Synagogue dues and membership models have, for several years, been the focus of spirited discussion in the Jewish world. The question about dues speaks to the heart of the Post World War II American Jewish model, since the system has become so ingrained in our collective psyche. Jewish leaders have been discussing the pros and cons of alternative models at conferences, on blogs and in the Jewish press. Some congregations have reported astounding success after switching to alternative members models, while others have continued to struggle with finances and membership numbers. The spotlight on the issue grew much brighter when, on Feb. 2, the New York Times published the lengthy feature, The "Pay What You Want" Experiment in Synagogues. The piece offered considerable history, context and anecdotes, describing an internal Jewish debate to the widest possible audience.
Tell the Israelite people to bring me gifts; you shall accept gifts for me from every person whose heart so moves him.
And every wise hearted person among you shall come and make everything that the Lord has commanded (Exodus 35:10).

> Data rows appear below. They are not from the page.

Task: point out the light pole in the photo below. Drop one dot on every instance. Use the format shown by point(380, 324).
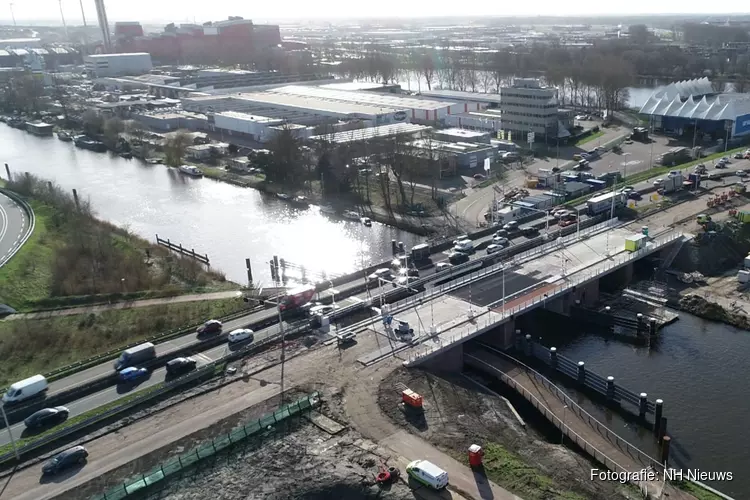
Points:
point(10, 433)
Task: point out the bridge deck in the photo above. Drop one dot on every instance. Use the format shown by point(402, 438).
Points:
point(580, 427)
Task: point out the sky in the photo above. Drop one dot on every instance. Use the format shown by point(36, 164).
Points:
point(264, 10)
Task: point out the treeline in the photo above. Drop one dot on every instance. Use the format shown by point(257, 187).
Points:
point(94, 257)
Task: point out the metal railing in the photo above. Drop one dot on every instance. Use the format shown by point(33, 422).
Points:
point(176, 465)
point(639, 458)
point(493, 317)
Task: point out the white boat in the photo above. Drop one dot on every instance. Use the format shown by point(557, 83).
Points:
point(191, 170)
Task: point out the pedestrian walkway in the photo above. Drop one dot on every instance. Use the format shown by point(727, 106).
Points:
point(575, 423)
point(196, 297)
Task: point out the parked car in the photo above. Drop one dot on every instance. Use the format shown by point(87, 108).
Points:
point(382, 273)
point(47, 416)
point(71, 456)
point(179, 366)
point(458, 258)
point(240, 335)
point(131, 374)
point(211, 326)
point(493, 248)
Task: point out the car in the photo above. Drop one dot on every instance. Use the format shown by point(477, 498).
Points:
point(241, 334)
point(458, 258)
point(210, 327)
point(177, 366)
point(380, 274)
point(47, 416)
point(494, 248)
point(72, 456)
point(131, 373)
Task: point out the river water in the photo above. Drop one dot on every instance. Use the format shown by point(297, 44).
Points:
point(700, 369)
point(228, 222)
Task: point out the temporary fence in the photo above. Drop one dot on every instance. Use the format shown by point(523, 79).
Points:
point(209, 449)
point(494, 314)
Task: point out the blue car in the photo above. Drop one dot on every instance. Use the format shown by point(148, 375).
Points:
point(131, 373)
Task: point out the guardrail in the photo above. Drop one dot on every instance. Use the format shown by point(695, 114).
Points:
point(175, 465)
point(32, 223)
point(636, 454)
point(203, 371)
point(579, 278)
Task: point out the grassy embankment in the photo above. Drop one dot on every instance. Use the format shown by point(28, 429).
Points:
point(590, 138)
point(653, 173)
point(72, 258)
point(31, 346)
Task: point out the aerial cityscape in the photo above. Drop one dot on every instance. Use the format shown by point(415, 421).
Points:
point(459, 257)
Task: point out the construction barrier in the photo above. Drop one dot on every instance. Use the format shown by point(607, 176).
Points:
point(176, 465)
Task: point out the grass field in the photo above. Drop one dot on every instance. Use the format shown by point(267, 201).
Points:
point(28, 347)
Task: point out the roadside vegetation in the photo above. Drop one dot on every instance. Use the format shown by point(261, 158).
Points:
point(74, 258)
point(31, 346)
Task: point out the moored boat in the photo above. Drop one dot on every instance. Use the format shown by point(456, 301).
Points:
point(191, 170)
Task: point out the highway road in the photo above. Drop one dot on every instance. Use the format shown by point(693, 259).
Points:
point(13, 226)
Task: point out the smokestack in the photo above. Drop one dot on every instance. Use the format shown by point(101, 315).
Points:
point(101, 13)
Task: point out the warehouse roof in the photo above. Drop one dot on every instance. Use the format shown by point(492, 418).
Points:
point(371, 133)
point(459, 95)
point(370, 98)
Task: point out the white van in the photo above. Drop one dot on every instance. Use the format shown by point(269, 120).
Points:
point(465, 246)
point(25, 389)
point(428, 474)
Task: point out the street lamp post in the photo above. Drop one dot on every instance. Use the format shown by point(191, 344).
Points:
point(10, 432)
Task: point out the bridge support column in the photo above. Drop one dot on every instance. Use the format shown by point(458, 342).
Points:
point(451, 360)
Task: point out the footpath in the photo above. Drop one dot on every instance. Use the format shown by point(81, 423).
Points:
point(196, 297)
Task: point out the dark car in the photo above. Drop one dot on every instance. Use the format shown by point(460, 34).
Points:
point(65, 459)
point(458, 258)
point(210, 326)
point(178, 366)
point(46, 417)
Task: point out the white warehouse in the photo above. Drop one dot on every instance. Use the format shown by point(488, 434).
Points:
point(417, 110)
point(104, 65)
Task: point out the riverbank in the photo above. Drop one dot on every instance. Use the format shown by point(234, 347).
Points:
point(423, 226)
point(73, 258)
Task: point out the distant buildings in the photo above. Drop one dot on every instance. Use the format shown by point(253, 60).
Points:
point(105, 65)
point(233, 41)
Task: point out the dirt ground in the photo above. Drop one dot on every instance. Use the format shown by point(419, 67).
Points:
point(457, 413)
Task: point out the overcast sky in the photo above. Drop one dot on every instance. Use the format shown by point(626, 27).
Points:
point(184, 11)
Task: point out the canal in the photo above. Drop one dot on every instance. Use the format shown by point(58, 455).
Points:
point(700, 369)
point(228, 222)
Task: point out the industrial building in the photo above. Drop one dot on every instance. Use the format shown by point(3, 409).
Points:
point(693, 110)
point(103, 65)
point(526, 106)
point(416, 110)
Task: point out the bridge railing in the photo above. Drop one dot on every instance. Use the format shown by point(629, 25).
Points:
point(488, 318)
point(639, 457)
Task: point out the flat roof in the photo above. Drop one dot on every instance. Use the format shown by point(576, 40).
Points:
point(317, 104)
point(371, 133)
point(462, 95)
point(369, 98)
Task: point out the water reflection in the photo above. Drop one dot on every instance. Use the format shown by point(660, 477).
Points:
point(229, 223)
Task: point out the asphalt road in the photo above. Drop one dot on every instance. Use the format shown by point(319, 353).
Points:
point(13, 225)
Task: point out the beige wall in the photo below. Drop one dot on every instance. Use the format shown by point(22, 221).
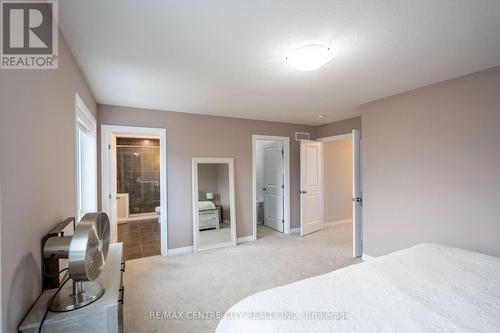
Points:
point(339, 127)
point(337, 161)
point(432, 166)
point(191, 135)
point(37, 171)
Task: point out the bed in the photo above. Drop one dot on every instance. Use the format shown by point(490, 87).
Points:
point(426, 288)
point(209, 215)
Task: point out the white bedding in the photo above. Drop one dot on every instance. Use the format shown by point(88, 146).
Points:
point(206, 205)
point(426, 288)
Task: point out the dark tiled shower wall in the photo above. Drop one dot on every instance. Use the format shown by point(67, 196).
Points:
point(138, 173)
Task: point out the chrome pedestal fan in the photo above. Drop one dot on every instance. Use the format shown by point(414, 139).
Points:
point(86, 251)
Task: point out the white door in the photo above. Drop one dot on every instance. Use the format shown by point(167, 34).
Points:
point(357, 196)
point(274, 186)
point(311, 187)
point(113, 210)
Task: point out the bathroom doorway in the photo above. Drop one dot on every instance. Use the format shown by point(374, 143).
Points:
point(134, 188)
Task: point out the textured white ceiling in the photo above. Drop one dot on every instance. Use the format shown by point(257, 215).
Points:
point(227, 57)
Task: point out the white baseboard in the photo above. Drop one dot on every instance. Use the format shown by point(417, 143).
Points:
point(338, 222)
point(245, 239)
point(366, 257)
point(180, 250)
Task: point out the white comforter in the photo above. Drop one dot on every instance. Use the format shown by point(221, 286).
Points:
point(206, 205)
point(426, 288)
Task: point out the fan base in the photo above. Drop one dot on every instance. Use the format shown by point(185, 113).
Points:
point(92, 291)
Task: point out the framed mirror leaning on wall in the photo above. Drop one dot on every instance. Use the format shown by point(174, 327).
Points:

- Giving of one’s discretionary money or time are both needed and appreciated.
- The Torah did not rely on nor mandate that voluntary giving is the way to support the community in an ongoing, consistent manner.
- It was much more frowned upon and difficult to exclude oneself from the community than it is today.

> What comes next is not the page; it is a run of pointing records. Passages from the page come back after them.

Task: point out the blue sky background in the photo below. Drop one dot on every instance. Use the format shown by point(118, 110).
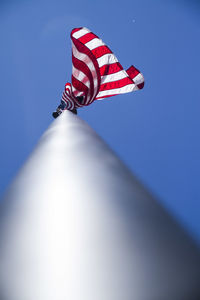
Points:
point(155, 131)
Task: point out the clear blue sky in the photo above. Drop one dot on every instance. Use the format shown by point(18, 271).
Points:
point(155, 131)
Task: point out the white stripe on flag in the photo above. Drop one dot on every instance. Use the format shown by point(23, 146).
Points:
point(80, 33)
point(125, 89)
point(83, 57)
point(106, 59)
point(94, 43)
point(114, 77)
point(80, 76)
point(138, 78)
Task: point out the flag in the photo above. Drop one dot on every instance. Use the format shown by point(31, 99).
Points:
point(96, 72)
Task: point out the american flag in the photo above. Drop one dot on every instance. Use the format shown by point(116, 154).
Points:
point(96, 72)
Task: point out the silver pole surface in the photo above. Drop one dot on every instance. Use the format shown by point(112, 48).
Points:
point(77, 225)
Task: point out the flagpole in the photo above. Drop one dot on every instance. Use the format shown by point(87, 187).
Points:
point(76, 224)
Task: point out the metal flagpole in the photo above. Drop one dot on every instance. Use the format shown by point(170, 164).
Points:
point(76, 224)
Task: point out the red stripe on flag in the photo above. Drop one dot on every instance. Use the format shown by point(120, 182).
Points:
point(87, 37)
point(75, 30)
point(110, 69)
point(80, 65)
point(140, 86)
point(100, 51)
point(82, 48)
point(115, 84)
point(107, 96)
point(132, 72)
point(79, 85)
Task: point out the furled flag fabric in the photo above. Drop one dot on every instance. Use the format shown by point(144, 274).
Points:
point(96, 72)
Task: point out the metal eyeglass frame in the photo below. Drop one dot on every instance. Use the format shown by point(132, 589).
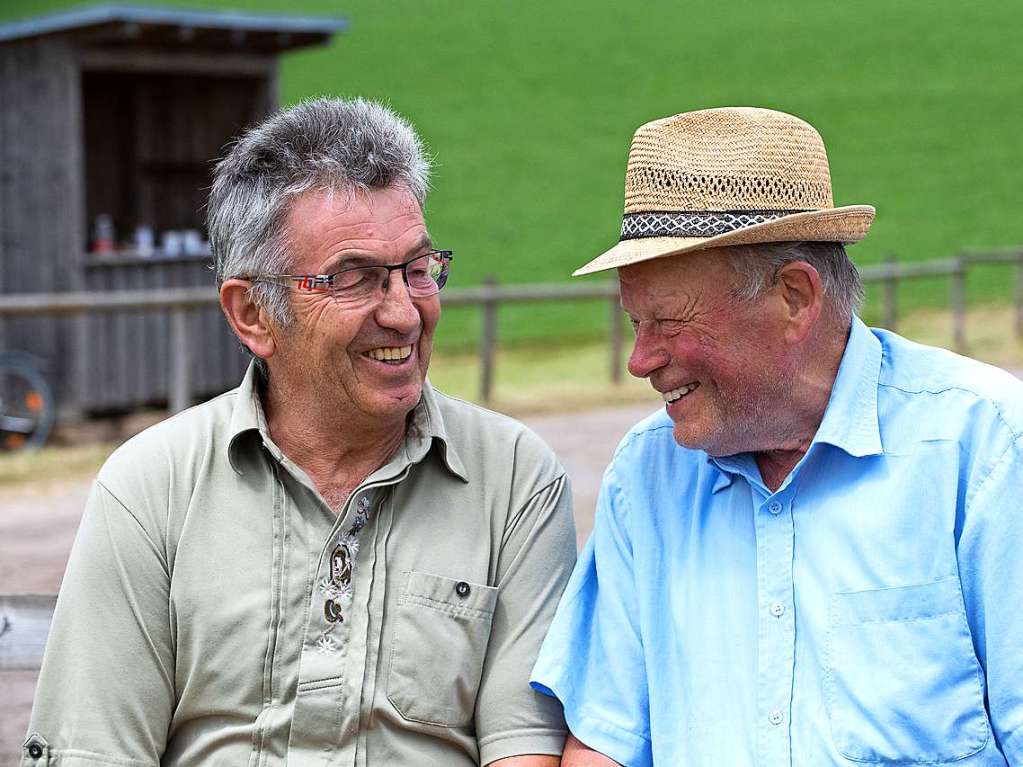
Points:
point(323, 282)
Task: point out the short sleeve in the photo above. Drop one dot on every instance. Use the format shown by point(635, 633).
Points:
point(538, 552)
point(991, 576)
point(105, 691)
point(592, 658)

- When people feel inspired and care about a project they will support it with a full hand and a full heart.
- Having a mapped-out process and goal in mind will allow you to know when you have truly met your goal. The builders and their head “contractor”, Bezalel, knew when to say to Moshe that they had everything they needed and the campaign was done.

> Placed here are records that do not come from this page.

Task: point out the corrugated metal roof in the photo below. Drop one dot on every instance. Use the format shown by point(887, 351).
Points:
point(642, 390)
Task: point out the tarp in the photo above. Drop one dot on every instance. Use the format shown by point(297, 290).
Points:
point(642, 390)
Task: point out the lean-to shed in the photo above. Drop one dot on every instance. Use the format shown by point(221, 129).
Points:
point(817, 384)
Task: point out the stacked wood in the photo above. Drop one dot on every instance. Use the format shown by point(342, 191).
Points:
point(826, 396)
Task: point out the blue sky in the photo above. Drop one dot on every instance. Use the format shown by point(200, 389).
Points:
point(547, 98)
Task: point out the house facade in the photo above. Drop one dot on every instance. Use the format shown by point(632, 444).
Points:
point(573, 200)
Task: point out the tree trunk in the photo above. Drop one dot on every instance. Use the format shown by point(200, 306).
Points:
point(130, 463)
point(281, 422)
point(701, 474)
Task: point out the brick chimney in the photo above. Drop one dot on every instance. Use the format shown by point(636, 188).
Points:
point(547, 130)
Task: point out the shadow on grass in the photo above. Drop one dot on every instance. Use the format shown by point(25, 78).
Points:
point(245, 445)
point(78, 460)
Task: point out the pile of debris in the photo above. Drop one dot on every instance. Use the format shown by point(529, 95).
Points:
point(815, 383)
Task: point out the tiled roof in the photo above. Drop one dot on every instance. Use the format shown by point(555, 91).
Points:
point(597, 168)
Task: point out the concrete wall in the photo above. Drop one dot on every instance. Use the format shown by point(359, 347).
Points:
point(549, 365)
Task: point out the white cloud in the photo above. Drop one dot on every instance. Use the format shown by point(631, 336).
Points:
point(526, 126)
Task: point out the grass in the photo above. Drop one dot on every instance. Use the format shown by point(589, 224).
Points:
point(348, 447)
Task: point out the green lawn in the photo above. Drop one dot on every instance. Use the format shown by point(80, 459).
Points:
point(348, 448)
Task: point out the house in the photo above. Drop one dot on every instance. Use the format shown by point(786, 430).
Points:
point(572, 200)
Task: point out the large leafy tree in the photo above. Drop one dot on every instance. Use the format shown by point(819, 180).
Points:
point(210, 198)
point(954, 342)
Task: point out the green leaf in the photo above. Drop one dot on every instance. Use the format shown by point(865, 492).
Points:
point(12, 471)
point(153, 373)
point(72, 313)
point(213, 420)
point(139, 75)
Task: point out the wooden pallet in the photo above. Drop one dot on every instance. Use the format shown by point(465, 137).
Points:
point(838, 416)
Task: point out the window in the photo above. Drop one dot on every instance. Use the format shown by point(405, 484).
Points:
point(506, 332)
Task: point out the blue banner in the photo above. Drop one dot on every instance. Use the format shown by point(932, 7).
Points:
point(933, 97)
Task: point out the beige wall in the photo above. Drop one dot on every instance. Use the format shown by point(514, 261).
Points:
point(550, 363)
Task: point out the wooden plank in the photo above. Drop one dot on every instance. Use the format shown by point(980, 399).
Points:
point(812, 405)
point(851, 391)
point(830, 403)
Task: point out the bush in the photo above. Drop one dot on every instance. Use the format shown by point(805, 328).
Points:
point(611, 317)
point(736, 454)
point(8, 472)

- Voluntary pledging was used for specific events or projects, but not as the main revenue stream for the support of the community.
- Voluntary pledging was not connected in any way to affiliation in the community.
- Voluntary pledging seemed to relate to volunteer time and not only financial support.
- Consistent annual revenue streams such as the half–shekel and/or tithing still have important roles in helping the community remain sustainable.
- There is a significant element of a successful campaign that relies on the communal/relational element of belonging. At the time of building the Mishkan, it was the only game in town.